Le Nombril du Monde, un Jardin de contes et d'histoires

Site culturel en milieu rural, le Nombril du Monde est le lieu de résidence des contes et un pôle ressource de création et de diffusion artistique.

L’originalité du Nombril du Monde , jardin ludique de contes, d’histoires et de légendes, site surgi comme par magie dans le département des Deux-Sèvres (79), à l’orée du Marais Poitevin, sur la commune de Pougne-Hérisson, est qu’elle fait appel à une légende locale qui remonte d’abord à la Guerre de Cent ans, par l’étrange concentration de troubadours et de trouvères de toute l’Europe qui venaient y trouver refuge et inspiration. Puis, le 6 juin 1944, cette légende prend une nouvelle dimension, par l’arrivée miraculeuse (et surtout due à un parachutage accidentel) de John Barney Fergusson, anthropologue américain. C’est de sa rencontre avec le forgeron du village, Robert Jarry, qu’ensemble, ils inventent une nouvelle discipline, «l’ombilicologie» (le premier met en évidence le phénomène de transformation des histoires incandescentes en pierre, le second fabrique la Machine à tarabuster les pierres pour les faire parler). S’ensuivent des recherches minutieuses, puis la rédaction de la thèse The Nombril : Why and Now ? , qui finira par disparaître mystérieusement avec son auteur dans l’incendie de la bibliothèque en 1958. Jarry transforme son jardin pour en faire un lieu d’expérimentations et de conservation de ses trouvailles. Il meurt en 1976 lors de la sécheresse. Pendant ce temps, Thomas Fergusson, le fils de l’ombilicologue, mène des recherches pour retrouver son père. Astrophysicien, il part pour la France, est recruté par le KGB, retrouve trace de son père à Pougne-Hérisson, fabrique un laboratoire dans une vieille capsule Spoutnik, etc. L’histoire est riche, dense… et ne s’arrête pas là. Loin s’en faut ! Quoi qu’il en soit, ces trois hommes, ombilicologues, laissent d’incroyables travaux que retrouvera le conteur Yannick Jaulin qui fait partager cette mythologie avec le maire et la population du village. Ainsi né le Nombril du Monde .

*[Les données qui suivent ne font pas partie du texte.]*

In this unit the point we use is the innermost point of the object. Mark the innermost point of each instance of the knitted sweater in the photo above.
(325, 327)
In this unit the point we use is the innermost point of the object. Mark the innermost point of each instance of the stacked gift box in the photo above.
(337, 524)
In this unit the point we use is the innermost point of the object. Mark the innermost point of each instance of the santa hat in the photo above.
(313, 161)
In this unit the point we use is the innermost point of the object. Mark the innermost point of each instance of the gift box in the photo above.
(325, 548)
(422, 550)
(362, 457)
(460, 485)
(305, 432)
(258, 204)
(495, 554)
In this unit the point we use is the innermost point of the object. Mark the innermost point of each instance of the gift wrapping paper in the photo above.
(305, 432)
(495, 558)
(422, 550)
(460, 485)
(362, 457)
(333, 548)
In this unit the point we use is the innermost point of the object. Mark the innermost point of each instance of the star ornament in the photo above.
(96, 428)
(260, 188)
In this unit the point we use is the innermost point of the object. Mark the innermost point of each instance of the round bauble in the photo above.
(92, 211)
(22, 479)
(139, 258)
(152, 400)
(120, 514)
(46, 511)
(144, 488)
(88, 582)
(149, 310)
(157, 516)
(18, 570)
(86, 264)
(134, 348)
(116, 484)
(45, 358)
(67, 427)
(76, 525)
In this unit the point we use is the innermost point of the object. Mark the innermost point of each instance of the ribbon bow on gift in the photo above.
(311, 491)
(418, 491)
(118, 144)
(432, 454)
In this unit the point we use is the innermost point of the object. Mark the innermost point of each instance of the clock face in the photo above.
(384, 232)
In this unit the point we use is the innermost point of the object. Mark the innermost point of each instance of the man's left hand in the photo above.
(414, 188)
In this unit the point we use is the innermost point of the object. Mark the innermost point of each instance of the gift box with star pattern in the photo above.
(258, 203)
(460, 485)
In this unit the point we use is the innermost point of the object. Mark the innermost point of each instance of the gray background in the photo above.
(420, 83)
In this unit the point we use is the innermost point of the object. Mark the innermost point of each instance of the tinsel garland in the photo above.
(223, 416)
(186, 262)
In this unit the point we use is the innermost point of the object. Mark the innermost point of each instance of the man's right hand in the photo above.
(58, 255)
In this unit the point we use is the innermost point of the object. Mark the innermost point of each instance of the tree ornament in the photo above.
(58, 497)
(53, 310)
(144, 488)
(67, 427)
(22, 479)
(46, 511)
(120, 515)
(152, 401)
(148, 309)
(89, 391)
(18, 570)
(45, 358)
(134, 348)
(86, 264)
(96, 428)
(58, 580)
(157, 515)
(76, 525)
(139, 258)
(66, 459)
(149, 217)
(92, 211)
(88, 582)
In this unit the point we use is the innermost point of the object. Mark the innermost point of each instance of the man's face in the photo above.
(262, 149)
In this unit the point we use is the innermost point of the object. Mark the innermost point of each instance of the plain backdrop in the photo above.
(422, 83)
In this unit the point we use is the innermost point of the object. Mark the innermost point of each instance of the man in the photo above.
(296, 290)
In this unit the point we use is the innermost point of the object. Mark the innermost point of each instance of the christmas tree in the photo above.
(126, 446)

Qu’en est-il aujourd’hui de cet univers magique ?

Riche de ces aventures extraordinaires, le Nombril du Monde est devenu depuis 2004 un lieu unique en son genre. Sous la direction artistique de Yannick Jaulin ( Grand Prix National de l’Innovation Culturelle ) et porté par toute la population, le Nombril du Monde est dorénavant un pôle ressource de création et de diffusion artistique. Dans un jardin pédagogique, mécanique et végétal, porte ouverte sur l’univers de la parole, dans des espaces sonores et interactifs, le long de parcours destinés tant aux jeunes oreilles qu’aux langues affûtées, s’animent des objets insolites, des machines à tarabuster les cailloux, le laboratoire d’ombilicologie installé dans le Spoutnik restauré, des cabanes à histoires, la Marmite à Esgourdes (kiosque sonore), la Roseraie tubulentes (labyrinthe incroyable de mots et de sons) et la Serre (wagon créé par le plasticien, Frédéric Magnin, empli de valises, de baluchons et peuplé d’étranges personnages). Ce lieu est aussi un Festival biennal et s’articule autour d’une saison culturelle d’avril à septembre qui accueille des artistes en résidence en contes (Nidal Qannari), en peinture et en écriture (Catherine Bénas), en théâtre de rue (Arnaud Ledoux & Alice Geairon), en musique (Compagnie Atelier de Papier) et même en architecture, avec les Observatoires de Vanessa Jousseaume, dont vision originale et poésie sont impératifs pour raconter des histoires et créer mythes et légendes, tout en proposant tant des spectacles que des ateliers durant la période estivale.